Afghanistan in 2016 has a population of over 34 million spread over 34 provinces, with considerable variability in standard of living among them. The country's area and population density are comparable to those of Texas.
The geography of land-locked Afghanistan challenges rural inhabitants and NGO personnel working and traveling in the country. The Hindu Kush rises in the east to over 24,000 feet, large areas of desert dominate the landscape, and only 12% arable land supports agriculture. Winters are cold and dust storms are frequent. In the area around Lashkar Gah agriculture is supported by water from a dam on the Helmand River.
The social/political context in which Green Village Schools and other NGOs do their work is important. On the United Nations Human Development Index (based on life expectancy at birth, adult literacy, school enrollment, and GDP per capita with a spending power adjustment) Afghanistan was ranked 168th out of 189 countries listed in 2017. Life expectancy in Afghanistan is 64 years for both men and women. Infant mortality in 2011 was the highest in the world, among nations ranked, and children have close to a one in four chance of dying by age five. Maternal mortality in 2008 was the highest in the world. Literacy over the age of 15 years is about 50% for men and less than 25% for women nationally. In rural Afghanistan it is rare for women to read and write at all.
GVS operates in Helmand which in some ways is almost a country apart from other provinces, despite having the sizeable capital city of Lashkar Gah with a population of over 200,000. A summary of 39 provincial socio-economic indicators was published in June 2011 by the Australian Government (AusAID) and the World Bank (Economic Policy and Poverty Sector) based on information collected by the Ministry of Economy and the World Bank for the National Risk and Vulnerability Assessment 2007/08. Population data in the publication was based on the most recent statistics from the Government of Afghanistan (2010-2011).
A look at the statistics for Helmand reveals an interesting dichotomy of well being. Afghanistan's largest province is ranked #2 in food and non-food consumption and lowest in poverty (likely because of home grown food and opium production). Yet its school enrollment (ranked #33 at 4%) and health care indicators (full immunization rate # 32 at 0.6%, no immunization rate #33 at 43.9%, access to skilled antenatal care # 31 at 1.6%, and households with safe drinking water #34 at 3.3%) are abysmal. Although Helmand has the best access to drivable roads (ranked #1), it has very poor access to electricity (ranked #31 with only 11.8% of households on grid). Construction of dams on the Helmand River in the 1950s for irrigation projects and electricity may explain the access to roads. Thirty years of war destroyed much of the electric grid and the focus of the current conflict in Helmand has prevented its reconstruction. Unfortunately the irrigation projects intended for vegetables have been diverted to poppy growing for opium production.

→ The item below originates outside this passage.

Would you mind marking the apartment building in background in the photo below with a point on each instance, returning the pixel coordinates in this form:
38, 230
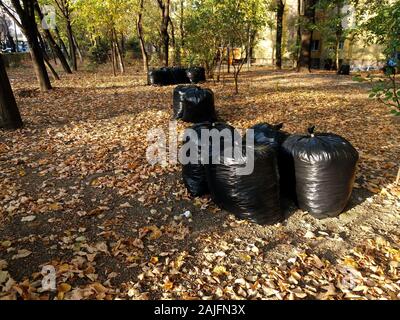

When we started the school in Shin Kalay, a village of 11,000 people in Helmand, none of the women in the village knew how to read and write. Schools are few and far between in this southern province outside of its capital, Lashkar Gah. In Shin Kalay GVS has offered a unique type of education that is local, coeducational, and free, with English added to the usual government curriculum. Over 2,500 students have been taught in the school. In Lashkar Gah, GVS operated an Advanced Education Center where English and Computer instruction was provided to 250 male and female students.